US president tweets he held discussion with Saudi king, but does not say whether Israeli-Palestinian conflict was focus
US President Donald Trump on Monday said that “interesting things are happening” on Middle East peace, following a phone call he held with the king of Saudi Arabia.
“Spoke yesterday with the King of Saudi Arabia about peace in the Middle-East. Interesting things are happening!” the US president wrote on Twitter.
It was not clear whether Trump was referring to the Israeli-Palestinian peace process, Saudi Arabia’s ongoing feud with its Gulf neighbor Qatar or speaking generally about the conflict-plagued region.
Since coming to office in January, Trump has prioritized finding a resolution to the Israeli-Palestinian conflict, which he has referred to as the “ultimate deal.” The US president has offered few specifics on how he plans to jump-start negotiations and bridge the mutual distrust between the sides, though he has repeatedly expressed optimism that he can help the the Israelis and Palestinians achieve an accord.
Spoke yesterday with the King of Saudi Arabia about peace in the Middle-East. Interesting things are happening!
— Donald J. Trump (@realDonaldTrump) July 3, 2017
Reaching a two-state agreement has also long been a priority of the Saudis, who notably were the main backers of the 2002 Arab Peace Initiative, which promised Arab recognition of Israel in exchange for, among other conditions, a full withdrawal to the pre-1967 armistice line. Prime Minister Benjamin Netanyahu has said that he backs the “general idea” of the offer, but has never fully endorsed it.

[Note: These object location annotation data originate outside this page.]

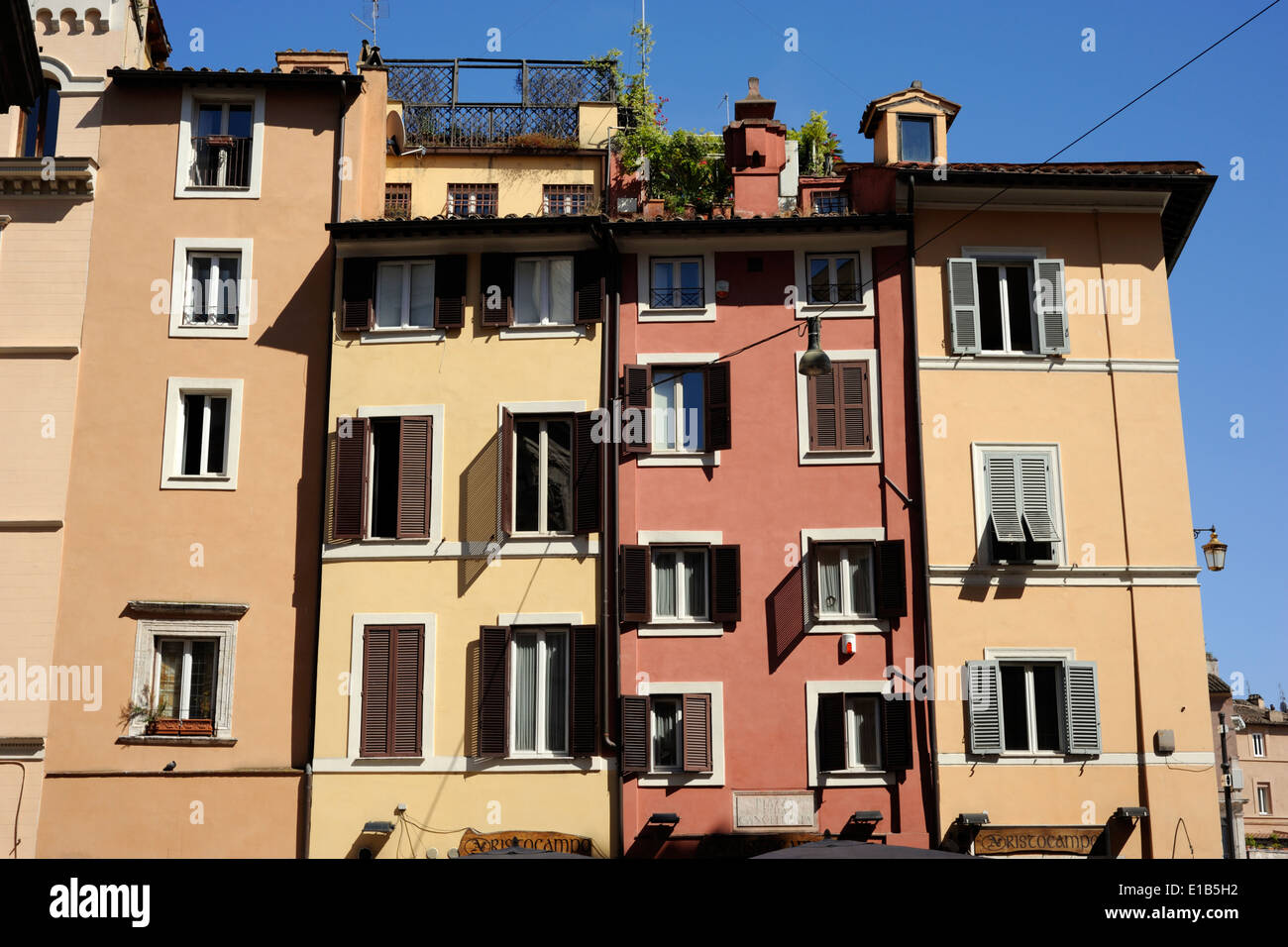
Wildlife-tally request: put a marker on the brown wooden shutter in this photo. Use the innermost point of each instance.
(376, 659)
(824, 432)
(831, 732)
(450, 291)
(415, 449)
(855, 406)
(892, 586)
(407, 703)
(717, 403)
(497, 269)
(349, 513)
(696, 722)
(357, 291)
(725, 585)
(589, 279)
(634, 733)
(636, 388)
(897, 733)
(636, 587)
(585, 737)
(587, 483)
(493, 689)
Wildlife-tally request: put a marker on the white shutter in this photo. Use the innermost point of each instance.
(1048, 302)
(964, 304)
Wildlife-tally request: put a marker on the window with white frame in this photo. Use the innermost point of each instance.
(539, 709)
(544, 291)
(404, 294)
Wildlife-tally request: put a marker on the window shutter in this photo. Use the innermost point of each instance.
(725, 585)
(408, 654)
(1035, 502)
(696, 722)
(1004, 500)
(897, 733)
(1048, 302)
(636, 591)
(585, 738)
(415, 445)
(636, 388)
(493, 689)
(964, 304)
(634, 733)
(589, 279)
(857, 415)
(892, 599)
(505, 476)
(497, 269)
(357, 289)
(375, 690)
(587, 466)
(831, 732)
(450, 291)
(1082, 709)
(719, 429)
(984, 699)
(824, 432)
(349, 513)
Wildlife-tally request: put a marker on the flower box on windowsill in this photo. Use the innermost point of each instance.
(170, 727)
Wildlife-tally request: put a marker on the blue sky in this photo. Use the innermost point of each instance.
(1026, 89)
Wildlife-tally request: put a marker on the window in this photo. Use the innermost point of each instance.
(404, 295)
(915, 140)
(202, 434)
(681, 583)
(213, 289)
(562, 200)
(833, 278)
(677, 283)
(540, 706)
(544, 291)
(472, 200)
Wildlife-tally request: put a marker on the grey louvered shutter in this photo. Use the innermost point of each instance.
(984, 699)
(1001, 480)
(1082, 709)
(1035, 504)
(1048, 302)
(964, 304)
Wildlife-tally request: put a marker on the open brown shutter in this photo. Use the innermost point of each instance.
(897, 733)
(824, 428)
(696, 722)
(892, 586)
(497, 269)
(589, 279)
(357, 291)
(725, 583)
(585, 738)
(634, 733)
(717, 397)
(450, 291)
(349, 497)
(587, 464)
(855, 406)
(831, 732)
(408, 668)
(493, 689)
(415, 446)
(636, 388)
(636, 591)
(505, 476)
(376, 644)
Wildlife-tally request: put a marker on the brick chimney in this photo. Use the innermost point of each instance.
(756, 154)
(313, 60)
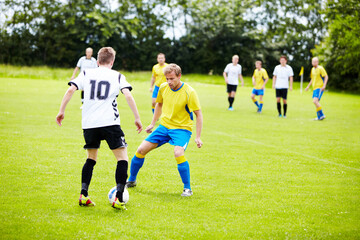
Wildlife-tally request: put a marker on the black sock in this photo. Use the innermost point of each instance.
(279, 108)
(120, 177)
(86, 175)
(231, 101)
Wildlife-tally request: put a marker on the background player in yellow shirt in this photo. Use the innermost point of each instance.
(259, 79)
(319, 79)
(157, 78)
(176, 103)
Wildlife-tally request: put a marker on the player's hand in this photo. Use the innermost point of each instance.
(59, 118)
(198, 142)
(149, 128)
(138, 125)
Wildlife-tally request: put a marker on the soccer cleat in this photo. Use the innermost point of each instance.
(118, 205)
(85, 201)
(130, 184)
(186, 193)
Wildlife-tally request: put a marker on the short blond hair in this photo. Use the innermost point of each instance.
(172, 67)
(106, 55)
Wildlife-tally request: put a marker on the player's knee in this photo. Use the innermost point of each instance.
(178, 152)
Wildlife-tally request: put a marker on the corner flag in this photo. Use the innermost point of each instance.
(301, 71)
(302, 78)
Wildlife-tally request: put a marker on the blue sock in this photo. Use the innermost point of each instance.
(136, 164)
(184, 170)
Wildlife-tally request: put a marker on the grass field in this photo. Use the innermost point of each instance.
(256, 177)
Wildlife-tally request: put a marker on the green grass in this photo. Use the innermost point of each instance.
(256, 177)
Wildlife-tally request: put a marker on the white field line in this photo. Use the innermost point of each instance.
(293, 152)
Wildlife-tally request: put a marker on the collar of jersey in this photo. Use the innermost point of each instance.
(177, 89)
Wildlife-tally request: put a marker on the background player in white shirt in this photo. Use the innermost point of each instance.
(85, 62)
(282, 74)
(232, 74)
(101, 120)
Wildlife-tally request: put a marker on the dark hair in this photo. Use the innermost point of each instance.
(106, 55)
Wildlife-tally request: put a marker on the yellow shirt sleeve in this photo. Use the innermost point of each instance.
(194, 103)
(265, 75)
(323, 72)
(154, 72)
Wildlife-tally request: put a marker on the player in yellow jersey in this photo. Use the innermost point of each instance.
(176, 103)
(259, 79)
(319, 79)
(157, 78)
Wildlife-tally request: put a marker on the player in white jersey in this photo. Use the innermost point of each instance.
(85, 62)
(282, 74)
(232, 74)
(101, 119)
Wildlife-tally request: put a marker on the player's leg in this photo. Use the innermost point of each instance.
(154, 96)
(180, 139)
(184, 169)
(284, 106)
(254, 99)
(316, 98)
(232, 97)
(138, 160)
(228, 89)
(86, 176)
(261, 102)
(153, 103)
(278, 104)
(120, 176)
(92, 143)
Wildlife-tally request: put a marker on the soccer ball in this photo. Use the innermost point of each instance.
(112, 195)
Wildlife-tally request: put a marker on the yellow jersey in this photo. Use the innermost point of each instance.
(158, 73)
(178, 106)
(260, 76)
(317, 76)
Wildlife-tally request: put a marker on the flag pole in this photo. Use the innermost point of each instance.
(301, 78)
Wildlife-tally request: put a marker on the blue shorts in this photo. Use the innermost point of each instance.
(318, 93)
(258, 91)
(176, 137)
(155, 92)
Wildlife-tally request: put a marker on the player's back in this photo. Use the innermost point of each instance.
(101, 87)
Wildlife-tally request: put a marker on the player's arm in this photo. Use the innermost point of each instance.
(326, 78)
(152, 82)
(241, 79)
(157, 114)
(131, 102)
(64, 102)
(266, 80)
(225, 77)
(74, 73)
(199, 123)
(307, 88)
(274, 81)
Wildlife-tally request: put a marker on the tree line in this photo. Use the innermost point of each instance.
(56, 33)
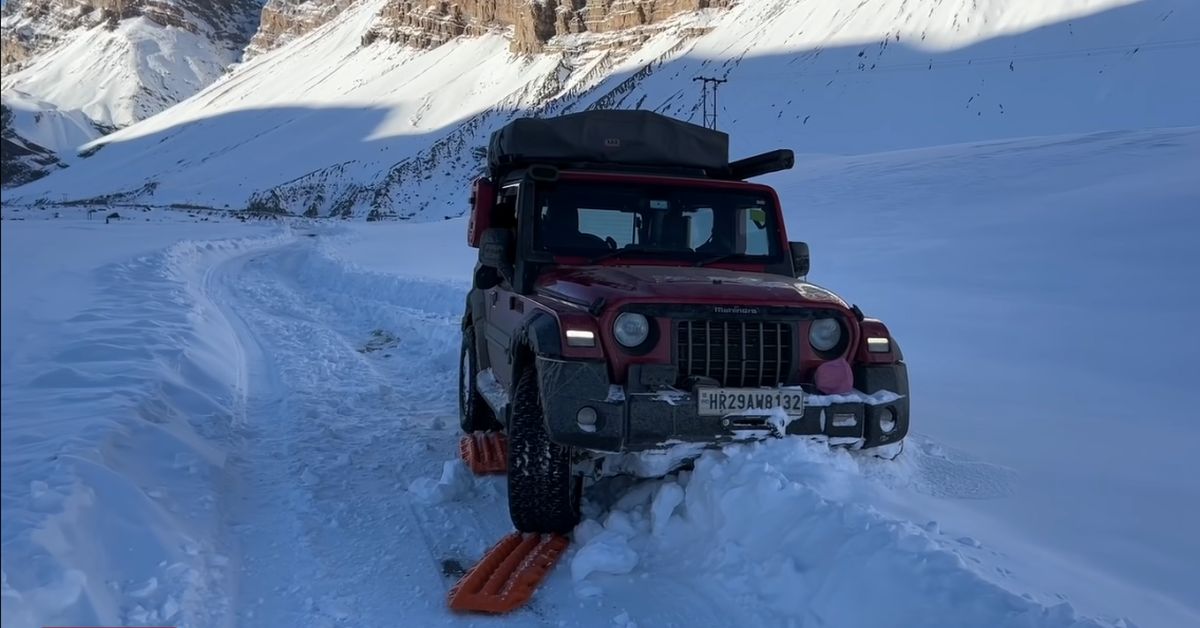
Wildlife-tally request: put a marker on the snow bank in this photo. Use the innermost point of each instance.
(781, 527)
(118, 401)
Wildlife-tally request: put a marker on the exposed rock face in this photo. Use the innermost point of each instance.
(21, 160)
(534, 22)
(430, 23)
(283, 21)
(31, 27)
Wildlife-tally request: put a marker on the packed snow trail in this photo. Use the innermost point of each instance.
(348, 503)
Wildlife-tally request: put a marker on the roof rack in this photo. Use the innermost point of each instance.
(624, 141)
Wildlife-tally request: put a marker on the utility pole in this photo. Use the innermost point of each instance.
(709, 117)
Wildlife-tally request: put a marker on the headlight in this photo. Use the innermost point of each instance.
(825, 334)
(631, 329)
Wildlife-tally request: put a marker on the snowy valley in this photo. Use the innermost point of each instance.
(215, 422)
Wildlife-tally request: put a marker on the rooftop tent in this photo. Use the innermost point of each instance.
(613, 136)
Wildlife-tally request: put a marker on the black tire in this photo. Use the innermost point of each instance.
(544, 496)
(474, 413)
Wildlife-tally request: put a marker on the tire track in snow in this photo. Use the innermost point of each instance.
(328, 528)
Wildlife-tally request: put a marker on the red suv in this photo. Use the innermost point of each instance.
(634, 292)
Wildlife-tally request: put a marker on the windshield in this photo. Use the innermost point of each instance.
(599, 220)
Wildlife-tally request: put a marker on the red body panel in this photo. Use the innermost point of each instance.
(567, 292)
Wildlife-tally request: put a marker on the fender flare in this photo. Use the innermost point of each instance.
(540, 336)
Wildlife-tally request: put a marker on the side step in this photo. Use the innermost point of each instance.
(485, 453)
(508, 574)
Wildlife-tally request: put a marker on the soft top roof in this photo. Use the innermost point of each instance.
(612, 137)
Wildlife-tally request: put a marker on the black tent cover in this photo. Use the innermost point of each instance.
(609, 136)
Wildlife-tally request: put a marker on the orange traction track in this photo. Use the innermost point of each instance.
(507, 576)
(485, 452)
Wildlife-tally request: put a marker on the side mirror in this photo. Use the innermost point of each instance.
(483, 205)
(799, 258)
(496, 251)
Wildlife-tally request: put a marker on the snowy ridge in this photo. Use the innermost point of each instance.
(280, 412)
(334, 126)
(118, 69)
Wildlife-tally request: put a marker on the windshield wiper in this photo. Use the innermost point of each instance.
(617, 252)
(715, 259)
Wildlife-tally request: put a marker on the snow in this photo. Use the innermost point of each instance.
(125, 75)
(330, 124)
(195, 430)
(46, 125)
(208, 423)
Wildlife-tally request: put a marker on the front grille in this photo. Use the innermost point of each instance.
(736, 353)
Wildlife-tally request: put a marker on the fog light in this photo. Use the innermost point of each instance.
(581, 338)
(845, 419)
(587, 418)
(887, 420)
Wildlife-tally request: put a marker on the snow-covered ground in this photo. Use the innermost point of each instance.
(393, 127)
(225, 424)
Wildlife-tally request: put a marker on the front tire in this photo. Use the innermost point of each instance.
(474, 413)
(544, 495)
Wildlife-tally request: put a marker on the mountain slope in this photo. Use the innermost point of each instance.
(121, 61)
(334, 124)
(262, 431)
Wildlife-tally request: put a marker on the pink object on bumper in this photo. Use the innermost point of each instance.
(835, 377)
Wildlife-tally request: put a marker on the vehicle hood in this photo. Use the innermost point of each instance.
(583, 286)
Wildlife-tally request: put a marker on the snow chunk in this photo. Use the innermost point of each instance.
(669, 496)
(609, 552)
(456, 483)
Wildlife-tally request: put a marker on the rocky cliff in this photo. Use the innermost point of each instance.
(31, 27)
(430, 23)
(533, 23)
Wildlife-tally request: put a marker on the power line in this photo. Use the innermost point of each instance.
(709, 117)
(1129, 48)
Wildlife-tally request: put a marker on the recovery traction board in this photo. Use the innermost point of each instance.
(508, 574)
(485, 452)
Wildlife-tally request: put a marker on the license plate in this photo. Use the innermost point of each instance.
(721, 401)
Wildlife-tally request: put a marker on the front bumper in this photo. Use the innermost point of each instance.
(646, 412)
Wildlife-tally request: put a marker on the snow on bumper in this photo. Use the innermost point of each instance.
(645, 412)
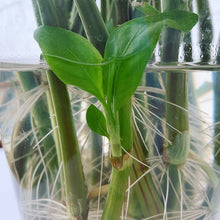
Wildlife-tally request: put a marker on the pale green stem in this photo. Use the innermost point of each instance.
(93, 23)
(74, 182)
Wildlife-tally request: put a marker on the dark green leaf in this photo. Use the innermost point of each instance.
(96, 121)
(129, 48)
(72, 58)
(148, 10)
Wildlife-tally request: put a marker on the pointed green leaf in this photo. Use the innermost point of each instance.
(129, 48)
(72, 58)
(148, 10)
(96, 121)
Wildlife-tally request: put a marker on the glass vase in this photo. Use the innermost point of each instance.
(63, 169)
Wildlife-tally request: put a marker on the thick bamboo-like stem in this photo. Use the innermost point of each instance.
(119, 179)
(73, 177)
(40, 115)
(93, 23)
(216, 80)
(74, 182)
(145, 201)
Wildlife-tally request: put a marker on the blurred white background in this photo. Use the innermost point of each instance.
(17, 45)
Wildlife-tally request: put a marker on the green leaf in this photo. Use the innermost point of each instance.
(72, 58)
(148, 10)
(96, 121)
(127, 52)
(180, 20)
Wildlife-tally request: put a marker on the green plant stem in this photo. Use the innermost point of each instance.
(146, 201)
(216, 88)
(93, 23)
(40, 115)
(116, 194)
(73, 177)
(74, 182)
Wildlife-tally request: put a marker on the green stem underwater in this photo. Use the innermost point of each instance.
(74, 181)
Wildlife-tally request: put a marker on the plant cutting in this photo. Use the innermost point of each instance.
(154, 179)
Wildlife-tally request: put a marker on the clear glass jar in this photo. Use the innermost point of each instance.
(67, 171)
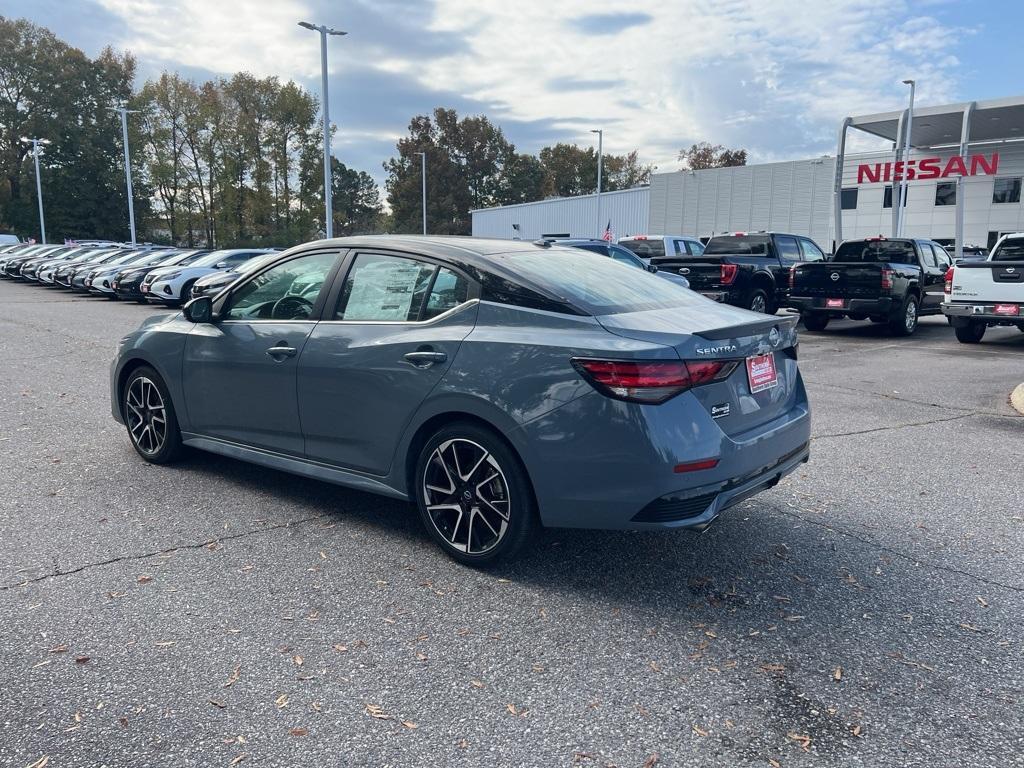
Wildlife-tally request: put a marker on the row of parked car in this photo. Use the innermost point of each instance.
(888, 281)
(143, 273)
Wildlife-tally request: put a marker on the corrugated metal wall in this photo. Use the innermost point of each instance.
(628, 210)
(794, 197)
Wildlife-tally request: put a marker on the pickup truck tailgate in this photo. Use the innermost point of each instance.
(988, 281)
(835, 280)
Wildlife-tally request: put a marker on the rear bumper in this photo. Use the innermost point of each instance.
(598, 463)
(984, 311)
(880, 306)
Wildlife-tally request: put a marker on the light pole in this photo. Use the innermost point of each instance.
(423, 177)
(600, 168)
(901, 214)
(39, 184)
(124, 111)
(325, 31)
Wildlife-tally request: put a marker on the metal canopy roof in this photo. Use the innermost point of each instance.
(995, 120)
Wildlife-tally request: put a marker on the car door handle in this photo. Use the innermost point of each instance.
(425, 358)
(282, 352)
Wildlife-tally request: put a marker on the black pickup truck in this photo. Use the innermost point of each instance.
(745, 269)
(891, 281)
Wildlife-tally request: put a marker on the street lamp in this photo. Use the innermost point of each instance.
(124, 112)
(324, 32)
(39, 184)
(423, 176)
(901, 214)
(600, 168)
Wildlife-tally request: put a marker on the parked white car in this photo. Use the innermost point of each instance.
(647, 246)
(980, 294)
(172, 285)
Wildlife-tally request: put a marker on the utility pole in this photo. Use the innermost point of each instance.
(39, 184)
(324, 32)
(124, 111)
(423, 176)
(600, 168)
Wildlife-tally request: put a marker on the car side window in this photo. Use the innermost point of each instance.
(941, 257)
(811, 251)
(449, 291)
(787, 248)
(287, 291)
(380, 288)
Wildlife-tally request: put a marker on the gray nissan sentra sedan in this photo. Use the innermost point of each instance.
(499, 385)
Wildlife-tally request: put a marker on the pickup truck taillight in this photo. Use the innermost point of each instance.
(887, 280)
(728, 273)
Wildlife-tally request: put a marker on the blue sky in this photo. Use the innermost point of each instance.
(773, 76)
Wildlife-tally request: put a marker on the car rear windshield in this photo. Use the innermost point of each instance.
(1011, 250)
(596, 284)
(753, 245)
(877, 251)
(645, 249)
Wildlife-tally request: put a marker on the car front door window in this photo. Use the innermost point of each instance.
(287, 291)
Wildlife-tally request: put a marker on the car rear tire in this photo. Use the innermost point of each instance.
(971, 332)
(904, 323)
(758, 301)
(150, 417)
(815, 321)
(473, 495)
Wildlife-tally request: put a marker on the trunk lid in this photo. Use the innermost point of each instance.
(715, 332)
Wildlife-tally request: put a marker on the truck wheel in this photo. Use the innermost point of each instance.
(815, 322)
(904, 323)
(758, 301)
(970, 333)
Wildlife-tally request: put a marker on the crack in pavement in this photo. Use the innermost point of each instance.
(157, 553)
(895, 552)
(900, 426)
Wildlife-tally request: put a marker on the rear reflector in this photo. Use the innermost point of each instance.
(650, 381)
(695, 466)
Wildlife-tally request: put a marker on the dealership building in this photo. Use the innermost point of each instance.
(964, 172)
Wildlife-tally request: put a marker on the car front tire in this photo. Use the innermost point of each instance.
(150, 417)
(473, 495)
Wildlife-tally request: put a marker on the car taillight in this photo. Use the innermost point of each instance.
(650, 381)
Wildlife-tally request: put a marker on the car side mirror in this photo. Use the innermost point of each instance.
(199, 309)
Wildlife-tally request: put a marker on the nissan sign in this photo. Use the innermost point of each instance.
(927, 168)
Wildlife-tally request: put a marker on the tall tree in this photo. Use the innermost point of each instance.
(705, 155)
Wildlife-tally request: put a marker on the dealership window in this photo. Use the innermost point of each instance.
(1007, 189)
(945, 194)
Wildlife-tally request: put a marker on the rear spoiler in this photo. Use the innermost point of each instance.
(750, 329)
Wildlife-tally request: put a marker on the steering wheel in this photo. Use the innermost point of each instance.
(291, 307)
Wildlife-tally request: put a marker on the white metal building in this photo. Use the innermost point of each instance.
(965, 170)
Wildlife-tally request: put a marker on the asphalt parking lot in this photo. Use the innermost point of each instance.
(866, 611)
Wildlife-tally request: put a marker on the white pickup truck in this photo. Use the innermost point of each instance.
(980, 294)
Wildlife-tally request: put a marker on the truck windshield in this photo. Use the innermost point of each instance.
(754, 245)
(644, 248)
(877, 251)
(1011, 250)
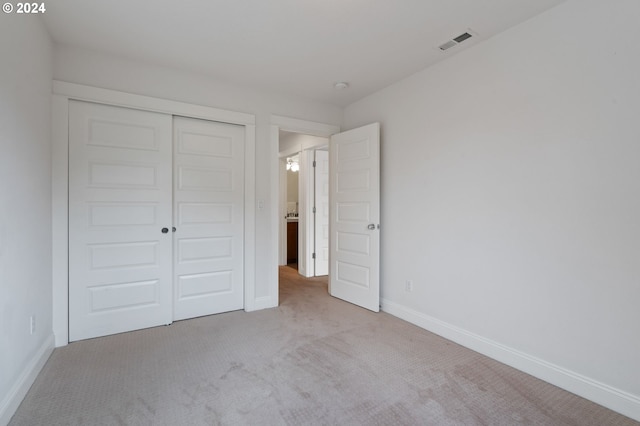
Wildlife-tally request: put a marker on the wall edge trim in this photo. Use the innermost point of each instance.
(21, 386)
(608, 396)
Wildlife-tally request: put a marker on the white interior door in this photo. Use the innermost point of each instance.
(209, 217)
(119, 200)
(355, 216)
(322, 213)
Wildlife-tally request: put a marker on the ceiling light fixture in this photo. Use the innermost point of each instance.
(292, 165)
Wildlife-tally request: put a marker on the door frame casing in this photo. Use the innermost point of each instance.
(293, 125)
(63, 92)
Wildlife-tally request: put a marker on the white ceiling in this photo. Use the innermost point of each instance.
(295, 47)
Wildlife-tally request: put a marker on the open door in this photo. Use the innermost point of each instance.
(354, 199)
(321, 213)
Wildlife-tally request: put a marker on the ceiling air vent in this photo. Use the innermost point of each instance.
(455, 41)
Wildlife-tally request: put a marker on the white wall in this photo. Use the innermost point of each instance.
(25, 205)
(511, 197)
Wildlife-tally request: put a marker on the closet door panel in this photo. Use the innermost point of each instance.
(209, 217)
(119, 200)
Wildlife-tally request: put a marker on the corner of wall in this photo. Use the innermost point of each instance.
(25, 380)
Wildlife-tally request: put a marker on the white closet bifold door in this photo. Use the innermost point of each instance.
(120, 261)
(209, 217)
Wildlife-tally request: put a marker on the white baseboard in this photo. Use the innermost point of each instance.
(16, 394)
(600, 393)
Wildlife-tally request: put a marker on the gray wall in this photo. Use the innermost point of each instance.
(511, 194)
(25, 204)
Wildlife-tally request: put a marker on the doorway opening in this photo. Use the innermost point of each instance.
(304, 203)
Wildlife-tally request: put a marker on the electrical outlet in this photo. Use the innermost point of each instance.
(408, 285)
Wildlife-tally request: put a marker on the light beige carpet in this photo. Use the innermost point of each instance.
(314, 360)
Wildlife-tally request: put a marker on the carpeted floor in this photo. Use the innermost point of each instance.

In his phone call Sunday with the Saudi King Salman bin Abdulaziz Al Saud, Trump urged unity among the Gulf states and reiterated the importance of stopping terrorist financing and discrediting extremist ideology, according to the White House.
Trump also spoke with Crown Prince Mohamed bin Zayed Al Nahyan of Abu Dhabi and Emir Tamin bin Hamad Al Thani of Qatar on Sunday.
Qatar on Monday responded to a list of demands from Saudi Arabia and its allies after they agreed to give a defiant Doha another 48 hours to address their grievances.
Details of the response were not immediately available, but a Gulf official told AFP that Qatari Foreign Minister Sheikh Mohammed bin Abdulrahman Al-Thani had delivered it during a short visit to Kuwait, which is acting as a mediator in the crisis.
Saudi Arabia, the United Arab Emirates, Bahrain and Egypt had announced in the early hours of Monday they were pushing back a deadline for Qatar to agree to a list of 13 demands they issued on June 22.
A joint statement said they were extending the ultimatum, which had been due to expire at the end of the day on Sunday, at the request of Kuwait’s emir.
The demands included Doha ending support for the Muslim Brotherhood, closing broadcaster Al-Jazeera, downgrading diplomatic ties with Iran and shutting down a Turkish military base in the emirate.
Sheikh Mohammed had earlier said the list of demands was “made to be rejected.”
Saudi Arabia and its allies announced on June 5 they were severing ties with their Gulf neighbor, sparking the worst diplomatic crisis to hit the region in decades.
They accused Qatar of supporting extremism and of being too close to Saudi Arabia’s regional arch-rival Iran, which Doha has strongly denied.
The crisis has raised concerns of growing instability in the region, home to some of the world’s largest energy exporters and several key Western allies who host US military bases.
German Foreign Minister Sigmar Gabriel, who on Monday starts a tour of several Gulf states, called for “serious dialogue” to end the crisis.
“We are worried that the distrust and the disunity could weaken all the parties concerned as well as the entire peninsula,” said Gabriel, who will visit Saudi Arabia, the United Arab Emirates and Qatar.